PSOD can occur when traffic hits the NSX DFW rule which has a context profile associated with FQDN attributes and receives CNAME record in response from DNS server.
PSOD can occur during the vMotion of a VM that has NSX DFW rule which has a context profile associated with FQDN attributes and receives CNAME record in response from DNS server.
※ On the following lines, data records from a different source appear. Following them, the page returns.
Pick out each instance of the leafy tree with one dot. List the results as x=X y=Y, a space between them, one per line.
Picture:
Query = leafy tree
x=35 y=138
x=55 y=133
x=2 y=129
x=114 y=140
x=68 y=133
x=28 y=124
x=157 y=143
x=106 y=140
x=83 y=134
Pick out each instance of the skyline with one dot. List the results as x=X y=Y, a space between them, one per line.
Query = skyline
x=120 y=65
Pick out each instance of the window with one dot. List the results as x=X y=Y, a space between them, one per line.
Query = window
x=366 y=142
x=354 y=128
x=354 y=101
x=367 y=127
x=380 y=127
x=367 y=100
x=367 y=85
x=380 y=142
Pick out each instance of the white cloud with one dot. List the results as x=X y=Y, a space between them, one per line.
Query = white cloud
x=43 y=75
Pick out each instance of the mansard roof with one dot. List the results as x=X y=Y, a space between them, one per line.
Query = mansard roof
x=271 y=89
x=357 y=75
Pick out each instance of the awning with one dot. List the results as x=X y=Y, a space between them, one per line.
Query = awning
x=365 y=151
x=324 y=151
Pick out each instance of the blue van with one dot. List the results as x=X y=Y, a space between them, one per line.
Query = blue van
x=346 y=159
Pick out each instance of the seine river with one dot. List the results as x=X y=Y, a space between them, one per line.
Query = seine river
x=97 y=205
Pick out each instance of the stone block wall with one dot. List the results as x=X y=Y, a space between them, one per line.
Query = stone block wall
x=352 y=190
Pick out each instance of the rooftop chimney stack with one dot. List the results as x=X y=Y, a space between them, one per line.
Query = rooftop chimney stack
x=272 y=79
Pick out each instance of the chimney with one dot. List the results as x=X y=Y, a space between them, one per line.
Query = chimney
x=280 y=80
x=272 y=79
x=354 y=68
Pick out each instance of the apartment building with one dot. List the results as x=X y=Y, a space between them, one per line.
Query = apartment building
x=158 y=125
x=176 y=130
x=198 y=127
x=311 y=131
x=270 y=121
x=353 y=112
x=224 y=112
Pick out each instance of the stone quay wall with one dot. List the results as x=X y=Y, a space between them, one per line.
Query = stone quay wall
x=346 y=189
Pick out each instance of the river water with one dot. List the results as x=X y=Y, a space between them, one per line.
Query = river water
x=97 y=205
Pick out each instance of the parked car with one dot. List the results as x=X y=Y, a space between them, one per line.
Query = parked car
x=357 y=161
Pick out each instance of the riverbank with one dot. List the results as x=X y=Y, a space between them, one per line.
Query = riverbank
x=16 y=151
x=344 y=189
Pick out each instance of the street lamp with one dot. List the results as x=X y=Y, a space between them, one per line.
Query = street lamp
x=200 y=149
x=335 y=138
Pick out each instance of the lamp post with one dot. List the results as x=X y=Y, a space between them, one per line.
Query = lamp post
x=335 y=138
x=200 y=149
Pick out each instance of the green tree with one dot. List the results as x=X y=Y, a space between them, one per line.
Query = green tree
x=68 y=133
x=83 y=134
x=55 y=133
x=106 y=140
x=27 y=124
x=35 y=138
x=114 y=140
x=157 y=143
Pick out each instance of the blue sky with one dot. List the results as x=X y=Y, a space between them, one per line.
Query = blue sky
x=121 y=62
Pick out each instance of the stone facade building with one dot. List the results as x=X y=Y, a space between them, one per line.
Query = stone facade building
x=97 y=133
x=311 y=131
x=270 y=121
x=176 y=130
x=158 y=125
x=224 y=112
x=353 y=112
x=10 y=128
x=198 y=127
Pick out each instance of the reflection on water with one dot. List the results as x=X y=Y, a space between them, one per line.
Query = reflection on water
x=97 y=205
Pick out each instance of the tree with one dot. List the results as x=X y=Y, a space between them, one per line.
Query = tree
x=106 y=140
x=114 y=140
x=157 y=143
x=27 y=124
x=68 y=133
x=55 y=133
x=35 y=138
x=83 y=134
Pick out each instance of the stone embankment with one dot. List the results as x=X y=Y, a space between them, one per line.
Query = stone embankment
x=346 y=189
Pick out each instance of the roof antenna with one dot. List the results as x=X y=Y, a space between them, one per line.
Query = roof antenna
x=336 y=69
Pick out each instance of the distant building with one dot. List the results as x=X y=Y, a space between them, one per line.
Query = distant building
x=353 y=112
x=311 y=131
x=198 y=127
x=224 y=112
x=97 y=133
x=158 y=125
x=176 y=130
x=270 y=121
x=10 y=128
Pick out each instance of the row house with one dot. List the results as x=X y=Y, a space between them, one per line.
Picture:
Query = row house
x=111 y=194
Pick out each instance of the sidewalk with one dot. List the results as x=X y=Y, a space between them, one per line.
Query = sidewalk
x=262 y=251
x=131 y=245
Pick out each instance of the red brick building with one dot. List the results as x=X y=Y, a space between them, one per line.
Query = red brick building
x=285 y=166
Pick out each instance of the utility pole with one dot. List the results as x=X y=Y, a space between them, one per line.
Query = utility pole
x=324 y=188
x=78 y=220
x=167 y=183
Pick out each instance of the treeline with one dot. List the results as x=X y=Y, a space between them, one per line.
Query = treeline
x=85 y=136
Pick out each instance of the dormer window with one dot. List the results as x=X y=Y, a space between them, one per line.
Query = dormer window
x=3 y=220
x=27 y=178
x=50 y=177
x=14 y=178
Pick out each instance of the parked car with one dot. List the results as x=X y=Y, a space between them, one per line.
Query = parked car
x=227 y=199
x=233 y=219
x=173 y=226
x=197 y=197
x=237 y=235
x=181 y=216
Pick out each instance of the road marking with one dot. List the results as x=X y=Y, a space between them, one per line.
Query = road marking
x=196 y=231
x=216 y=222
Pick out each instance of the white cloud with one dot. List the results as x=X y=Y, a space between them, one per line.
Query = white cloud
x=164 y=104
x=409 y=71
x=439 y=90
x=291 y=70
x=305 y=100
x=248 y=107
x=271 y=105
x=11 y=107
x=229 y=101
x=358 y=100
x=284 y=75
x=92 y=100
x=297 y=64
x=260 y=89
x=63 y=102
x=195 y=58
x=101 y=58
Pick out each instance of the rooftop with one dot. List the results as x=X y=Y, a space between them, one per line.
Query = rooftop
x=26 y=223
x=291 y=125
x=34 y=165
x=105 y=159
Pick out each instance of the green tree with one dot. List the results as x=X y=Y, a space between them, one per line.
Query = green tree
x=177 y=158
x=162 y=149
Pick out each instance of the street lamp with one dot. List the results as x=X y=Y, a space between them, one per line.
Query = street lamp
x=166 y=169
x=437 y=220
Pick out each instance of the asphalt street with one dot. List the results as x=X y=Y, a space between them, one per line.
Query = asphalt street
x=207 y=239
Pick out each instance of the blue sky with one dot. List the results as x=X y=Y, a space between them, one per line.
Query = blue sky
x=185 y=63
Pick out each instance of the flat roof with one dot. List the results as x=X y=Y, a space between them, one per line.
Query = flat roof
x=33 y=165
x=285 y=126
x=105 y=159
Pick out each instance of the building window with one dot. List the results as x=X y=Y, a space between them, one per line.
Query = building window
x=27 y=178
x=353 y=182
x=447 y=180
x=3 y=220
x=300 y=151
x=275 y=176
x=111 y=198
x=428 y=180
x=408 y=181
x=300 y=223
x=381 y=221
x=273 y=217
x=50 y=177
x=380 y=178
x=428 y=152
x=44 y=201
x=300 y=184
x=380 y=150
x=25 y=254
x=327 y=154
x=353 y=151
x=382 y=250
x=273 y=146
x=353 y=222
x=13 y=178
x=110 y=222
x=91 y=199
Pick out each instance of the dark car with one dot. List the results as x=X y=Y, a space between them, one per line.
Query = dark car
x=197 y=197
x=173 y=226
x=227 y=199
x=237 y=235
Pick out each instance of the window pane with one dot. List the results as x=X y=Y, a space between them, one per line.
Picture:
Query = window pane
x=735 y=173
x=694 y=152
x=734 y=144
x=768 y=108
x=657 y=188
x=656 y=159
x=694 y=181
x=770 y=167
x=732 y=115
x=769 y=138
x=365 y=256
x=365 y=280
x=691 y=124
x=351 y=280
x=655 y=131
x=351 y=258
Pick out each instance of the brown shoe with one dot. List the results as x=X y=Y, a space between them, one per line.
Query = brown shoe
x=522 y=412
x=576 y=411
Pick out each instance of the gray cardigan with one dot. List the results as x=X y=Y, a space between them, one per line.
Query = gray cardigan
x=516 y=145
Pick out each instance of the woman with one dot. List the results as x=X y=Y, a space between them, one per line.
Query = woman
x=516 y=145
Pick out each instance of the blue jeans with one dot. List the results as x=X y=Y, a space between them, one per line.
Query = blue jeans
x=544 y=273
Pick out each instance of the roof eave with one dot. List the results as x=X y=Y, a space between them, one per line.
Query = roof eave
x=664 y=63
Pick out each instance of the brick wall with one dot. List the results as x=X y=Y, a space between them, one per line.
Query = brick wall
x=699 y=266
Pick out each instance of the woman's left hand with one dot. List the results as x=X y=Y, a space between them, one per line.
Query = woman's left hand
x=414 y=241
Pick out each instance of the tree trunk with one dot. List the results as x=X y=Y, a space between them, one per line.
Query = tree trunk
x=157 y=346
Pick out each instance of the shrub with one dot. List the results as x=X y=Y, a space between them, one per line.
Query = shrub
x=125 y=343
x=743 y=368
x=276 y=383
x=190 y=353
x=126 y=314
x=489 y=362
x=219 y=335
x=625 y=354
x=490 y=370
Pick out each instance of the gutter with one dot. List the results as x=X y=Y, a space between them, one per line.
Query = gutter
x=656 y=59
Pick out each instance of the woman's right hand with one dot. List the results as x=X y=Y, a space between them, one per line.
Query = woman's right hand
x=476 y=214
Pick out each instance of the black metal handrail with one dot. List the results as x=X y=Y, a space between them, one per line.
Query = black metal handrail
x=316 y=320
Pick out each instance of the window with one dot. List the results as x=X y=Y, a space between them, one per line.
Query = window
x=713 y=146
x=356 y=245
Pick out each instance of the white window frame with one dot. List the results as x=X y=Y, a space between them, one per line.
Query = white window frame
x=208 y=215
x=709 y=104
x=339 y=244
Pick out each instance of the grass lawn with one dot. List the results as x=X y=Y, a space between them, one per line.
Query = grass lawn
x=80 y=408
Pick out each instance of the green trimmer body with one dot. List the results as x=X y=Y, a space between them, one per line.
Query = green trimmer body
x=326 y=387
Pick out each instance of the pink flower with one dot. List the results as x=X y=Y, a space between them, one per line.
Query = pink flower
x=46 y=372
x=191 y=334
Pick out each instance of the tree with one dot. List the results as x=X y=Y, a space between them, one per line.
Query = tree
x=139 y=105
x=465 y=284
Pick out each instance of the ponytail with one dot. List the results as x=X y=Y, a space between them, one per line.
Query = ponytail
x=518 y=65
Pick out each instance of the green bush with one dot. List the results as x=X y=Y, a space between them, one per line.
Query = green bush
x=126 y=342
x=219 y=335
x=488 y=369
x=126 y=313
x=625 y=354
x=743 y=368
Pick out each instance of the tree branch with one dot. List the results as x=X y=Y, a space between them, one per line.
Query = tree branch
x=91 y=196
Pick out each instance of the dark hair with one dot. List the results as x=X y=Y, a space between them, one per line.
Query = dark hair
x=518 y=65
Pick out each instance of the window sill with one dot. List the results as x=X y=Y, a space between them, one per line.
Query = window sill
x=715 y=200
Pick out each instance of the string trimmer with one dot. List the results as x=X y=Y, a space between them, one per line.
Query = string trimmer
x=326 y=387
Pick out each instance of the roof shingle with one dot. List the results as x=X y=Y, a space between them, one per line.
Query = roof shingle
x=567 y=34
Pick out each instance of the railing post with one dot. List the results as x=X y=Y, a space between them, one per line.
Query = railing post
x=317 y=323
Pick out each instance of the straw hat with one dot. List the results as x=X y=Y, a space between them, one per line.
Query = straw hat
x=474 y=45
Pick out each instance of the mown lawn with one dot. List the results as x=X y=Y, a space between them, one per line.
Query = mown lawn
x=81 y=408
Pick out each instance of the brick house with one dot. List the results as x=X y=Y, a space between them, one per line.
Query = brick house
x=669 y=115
Stack trace observed during vMotion:
<DATE>T<TIME>Z cpu6:2248766)@BlueScreen: #PF Exception 14 in world 2248766:NetWorld-VM- IP 0x420010e4a31e addr 0x12
PTEs:0x175fa0027;0x1e571c007;0x0;
<DATE>T<TIME>Z cpu6:2248766)Code start: 0x42000f40xxxx VMK uptime: 1:01:58:02.637
<DATE>T<TIME>Z cpu6:2248766)0x453951a9xxxx:[0x420010e4xxxx]pf_fqdn_uuid_tree_RB_NEXT@ com.vmware.vsip#1.0.7.0.21376387+0xe stack: 0x453951a999b8
<DATE>T<TIME>Z cpu6:2248766)base fs=0x0 gs=0x420041800000 Kgs=0x0
<DATE>T<TIME>Z cpu1:2101580)Failed to backup ConfigStore.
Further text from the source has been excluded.